We would like to acknowledge the contributions of Thomas Rosano, Kiley Scholz and Michelle Wood from the National Toxicology Center, Center for Medical Science, Albany, NY and Jane Cooper of Forensic Testing Services, Mirfield, UK.

1. Substance Abuse and Mental Health Services Administration. (2022). Key Substance Use and Mental Health Indicators in the United States: Results from the 2021 National Survey on Drug Use and Health (HHS Publication No. PEP22-07-01-005, NSDUH Series H-57). Center for Behavioral Health Statistics and Quality, Substance Abuse and Mental Health Services Administration. https://www.samhsa.gov/data/report/2021-nsduh-annual-national-report (accessed Jan 2024).
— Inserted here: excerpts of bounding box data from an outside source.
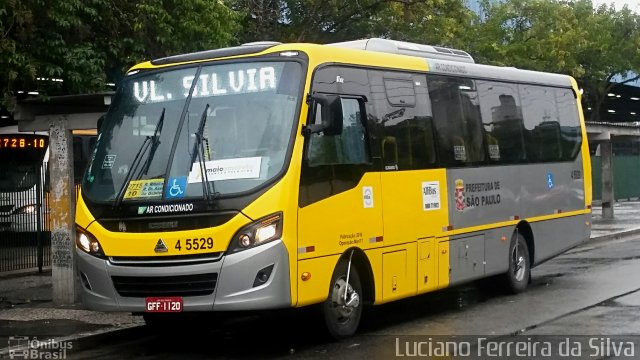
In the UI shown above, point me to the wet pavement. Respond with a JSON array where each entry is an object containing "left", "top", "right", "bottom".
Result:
[{"left": 0, "top": 202, "right": 640, "bottom": 359}]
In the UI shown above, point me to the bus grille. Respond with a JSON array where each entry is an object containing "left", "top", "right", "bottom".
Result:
[{"left": 111, "top": 273, "right": 218, "bottom": 297}]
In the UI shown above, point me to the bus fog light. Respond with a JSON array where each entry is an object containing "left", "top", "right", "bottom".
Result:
[
  {"left": 238, "top": 234, "right": 251, "bottom": 247},
  {"left": 90, "top": 241, "right": 100, "bottom": 253},
  {"left": 256, "top": 224, "right": 277, "bottom": 244},
  {"left": 76, "top": 226, "right": 105, "bottom": 257},
  {"left": 14, "top": 205, "right": 38, "bottom": 215},
  {"left": 77, "top": 234, "right": 91, "bottom": 252}
]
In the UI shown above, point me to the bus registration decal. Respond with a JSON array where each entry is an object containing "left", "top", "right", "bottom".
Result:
[
  {"left": 422, "top": 181, "right": 440, "bottom": 211},
  {"left": 124, "top": 179, "right": 164, "bottom": 199},
  {"left": 188, "top": 156, "right": 262, "bottom": 184},
  {"left": 362, "top": 186, "right": 373, "bottom": 209},
  {"left": 453, "top": 179, "right": 464, "bottom": 211}
]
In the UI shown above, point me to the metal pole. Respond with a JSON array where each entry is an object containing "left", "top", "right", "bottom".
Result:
[
  {"left": 49, "top": 116, "right": 76, "bottom": 305},
  {"left": 600, "top": 140, "right": 615, "bottom": 220},
  {"left": 34, "top": 162, "right": 44, "bottom": 273}
]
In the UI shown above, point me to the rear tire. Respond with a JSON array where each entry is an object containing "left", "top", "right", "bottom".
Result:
[
  {"left": 322, "top": 259, "right": 362, "bottom": 340},
  {"left": 505, "top": 232, "right": 531, "bottom": 294}
]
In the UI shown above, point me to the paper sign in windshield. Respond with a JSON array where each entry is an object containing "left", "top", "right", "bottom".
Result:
[
  {"left": 188, "top": 157, "right": 262, "bottom": 184},
  {"left": 124, "top": 179, "right": 164, "bottom": 199}
]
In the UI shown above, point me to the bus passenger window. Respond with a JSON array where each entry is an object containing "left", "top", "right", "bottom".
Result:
[
  {"left": 372, "top": 74, "right": 436, "bottom": 170},
  {"left": 519, "top": 85, "right": 562, "bottom": 162},
  {"left": 427, "top": 75, "right": 485, "bottom": 166},
  {"left": 476, "top": 80, "right": 525, "bottom": 164},
  {"left": 308, "top": 98, "right": 369, "bottom": 167}
]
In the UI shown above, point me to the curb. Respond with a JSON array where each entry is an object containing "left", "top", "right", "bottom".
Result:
[
  {"left": 587, "top": 228, "right": 640, "bottom": 243},
  {"left": 0, "top": 324, "right": 146, "bottom": 358}
]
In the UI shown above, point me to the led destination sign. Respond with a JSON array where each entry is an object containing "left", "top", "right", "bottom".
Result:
[
  {"left": 132, "top": 64, "right": 282, "bottom": 103},
  {"left": 0, "top": 135, "right": 47, "bottom": 149}
]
2. Rosano TG, Cooper JA, Scholz KL and Wood M. Confirmation of Cannabinoids in Forensic Toxicology Casework by Isomer Selective UPLC-MS-MS Analysis in Urine. J. Anal. Toxicol. (2023) 47(8): 709–718.
   
3. Duffy BC, Li L, Lu S, et al. Chemotyping of Δ⁸-THC Containing E-Liquids Analyzed During the 2019–2020 New York State EVALI. J. Anal. Toxicol. (2022) 46: 743–749.